Have Bank Of Scotland Plc visited your home, sent you a message or sent you a letter? Halifax Bank of Scotland are a debt collection company who buy debts from various lenders.

If you have received a letter of a card from this debt collector, contact us now for independent, confidential and free debt advice. We will explore all of your options, with the aim of stopping this debt collector from being able to take any further, more aggressive action. But you must act quickly!

Halifax Bank of Scotland are a debt collectors with a company number of SC327000.

Their address is:

The Mound, Edinburgh, EH1 1YZ

Their website address is https://www.halifax.co.uk/.

You can call them on 0113 242 1984.

Their company number is SC327000.

Their email is accounts@mail.halifax.co.uk.

Important: Do not let Halifax Bank of Scotland into your home, no matter what they tell you. Contact us immediately and we will try to deal with them on your behalf.

Halifax Bank of Scotland Frequently Asked Questions

In certain situation you may be able to write off a large percentage of your debt through an IVA. An IVA is an Individual Voluntary Arrangement. Payments start from £80 per month and you can consolidate all of your unsecured debts in to one affordable monthly payment for 5 years. At the end of the 5 years, the rest of your debt with Halifax Bank of Scotland is written off.

Halifax Bank of Scotland collect debts on behalf of their clients. This could be any number of different companies as Halifax Bank of Scotland is a private company and may acquire debts through a number of sources.

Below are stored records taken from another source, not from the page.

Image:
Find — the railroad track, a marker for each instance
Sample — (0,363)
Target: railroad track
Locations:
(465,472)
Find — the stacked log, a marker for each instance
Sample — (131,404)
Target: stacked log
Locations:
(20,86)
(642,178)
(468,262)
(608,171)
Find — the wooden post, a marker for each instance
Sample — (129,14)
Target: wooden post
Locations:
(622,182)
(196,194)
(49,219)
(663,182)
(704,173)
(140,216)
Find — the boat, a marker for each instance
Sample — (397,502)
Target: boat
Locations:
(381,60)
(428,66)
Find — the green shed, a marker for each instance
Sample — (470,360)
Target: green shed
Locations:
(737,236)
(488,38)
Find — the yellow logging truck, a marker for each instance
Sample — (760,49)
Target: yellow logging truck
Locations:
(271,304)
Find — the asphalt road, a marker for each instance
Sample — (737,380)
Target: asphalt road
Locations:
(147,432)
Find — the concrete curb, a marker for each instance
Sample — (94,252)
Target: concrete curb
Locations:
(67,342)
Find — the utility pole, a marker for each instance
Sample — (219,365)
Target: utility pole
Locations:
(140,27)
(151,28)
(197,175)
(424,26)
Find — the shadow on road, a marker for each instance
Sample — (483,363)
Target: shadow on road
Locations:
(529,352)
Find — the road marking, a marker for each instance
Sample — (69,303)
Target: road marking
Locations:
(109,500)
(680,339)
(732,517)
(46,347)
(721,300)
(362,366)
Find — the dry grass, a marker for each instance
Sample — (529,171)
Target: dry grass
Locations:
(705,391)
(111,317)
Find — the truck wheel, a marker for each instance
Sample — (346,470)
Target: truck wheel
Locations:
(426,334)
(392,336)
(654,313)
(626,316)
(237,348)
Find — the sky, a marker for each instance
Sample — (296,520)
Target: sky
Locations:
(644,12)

Some of the most common debts Halifax Bank of Scotland may collect for are loans, credit cards, council tax, parking fines, criminal fines, utility bills, HMRC debts and many others.

Halifax Bank of Scotland can only enter your property if they have a court order which allows them to do so. This is not common, but it happens usually when a bailiff is assigned to collect a debt. You should act quickly in this situation as it is possible that goods may be seized.